-
Notifications
You must be signed in to change notification settings - Fork 82
Performance Numbers ‐ v0.09
With this page I want to provide some example performance numbers so users have an idea of what to expect when they run duperemove on non-trivial data sets.
The following tests were run on a Dell Precision T3610 workstation with a copy of /home
from my workstation rsynced to a fresh btrfs partition. You can find more information about the hardware and software setup here
The version of duperemove used here is v0.09beta2 plus a few extra bug fixes (no performance improvements) that will be part of v0.09beta3.
There are 1151400 files in the data set (about 760 gigabytes of data). Of those files, duperemove finds 1151142 to be hashable. Average size of the files works out to about 700K but the truth is that it's a very mixed set of general user data (dotfiles, dotfile directories, source code, documents) and media files (ISO images, music, movies, books).
The first two tests measure performance of the file hash and extent finding steps independent of each other. Finally we do a full combined run with dedupe to get a more realistic test.

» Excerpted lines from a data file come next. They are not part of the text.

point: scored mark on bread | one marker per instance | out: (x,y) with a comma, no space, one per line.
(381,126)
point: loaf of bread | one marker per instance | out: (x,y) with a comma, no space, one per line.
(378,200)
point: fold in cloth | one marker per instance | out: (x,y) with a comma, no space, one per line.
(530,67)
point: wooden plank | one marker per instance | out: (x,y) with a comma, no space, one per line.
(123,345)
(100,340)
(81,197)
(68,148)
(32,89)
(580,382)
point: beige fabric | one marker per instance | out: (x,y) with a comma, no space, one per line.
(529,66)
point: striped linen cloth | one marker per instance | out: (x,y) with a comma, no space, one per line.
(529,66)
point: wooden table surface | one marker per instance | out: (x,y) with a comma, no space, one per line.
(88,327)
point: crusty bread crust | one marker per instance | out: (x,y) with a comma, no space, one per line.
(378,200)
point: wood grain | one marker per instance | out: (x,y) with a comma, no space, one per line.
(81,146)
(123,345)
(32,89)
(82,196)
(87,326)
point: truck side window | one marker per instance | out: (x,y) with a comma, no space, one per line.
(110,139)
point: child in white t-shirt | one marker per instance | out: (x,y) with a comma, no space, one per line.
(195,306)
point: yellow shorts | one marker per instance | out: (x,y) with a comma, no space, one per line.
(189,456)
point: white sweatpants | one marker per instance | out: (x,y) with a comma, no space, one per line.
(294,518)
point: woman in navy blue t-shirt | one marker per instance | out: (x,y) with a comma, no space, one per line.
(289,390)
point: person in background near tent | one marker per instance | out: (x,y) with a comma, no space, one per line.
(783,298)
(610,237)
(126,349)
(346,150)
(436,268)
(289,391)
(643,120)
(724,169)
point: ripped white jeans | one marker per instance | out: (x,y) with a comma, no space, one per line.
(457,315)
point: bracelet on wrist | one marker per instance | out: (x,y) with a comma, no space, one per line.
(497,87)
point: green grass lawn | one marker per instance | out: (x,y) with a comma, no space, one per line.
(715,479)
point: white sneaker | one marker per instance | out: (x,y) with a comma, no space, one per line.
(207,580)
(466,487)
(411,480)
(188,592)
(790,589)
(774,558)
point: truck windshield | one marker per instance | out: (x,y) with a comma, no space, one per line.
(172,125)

weyoun2:~ # time ./duperemove -hr --hash-threads=16 --write-hashes=/root/slash-home-pre-dedupe.dup /btrfs/ &> slash-home-write-hashes.log
real 26m54.741s
user 79m3.896s
sys 5m2.168s
The large user
time is partially attributable to the hash function in use here (and that there's 16 threads at work). I expect to be merging alternative hash algorithms in the near future.
weyoun2:~ # time ./duperemove --read-hashes=/root/slash-home-pre-dedupe.dup &> /dev/null
real 18m2.981s
user 18m1.232s
sys 0m1.676s
We reboot to run with no disk cache present. The numbers until now were just breaking down the first two steps for informational purposes. This is representative of what a user would actually experience if they ran duperemove against this data set. I saved the results to a file to check for errors.
weyoun2:~ # time ./duperemove -dhr --hash-threads=16 /btrfs/ &> full_run.txt
real 120m37.026s
user 99m28.944s
sys 62m46.664s
So, on this hardware duperemove took about 2 hours to hash and dedupe 760 Gigabytes of data. The dedupe step was the longest, at around 1.25 hours whereas the other two took around .75 hours. Performance optimizations to the dedupe step are planned (see Development Tasks) so hopefully we can get that number down in the future.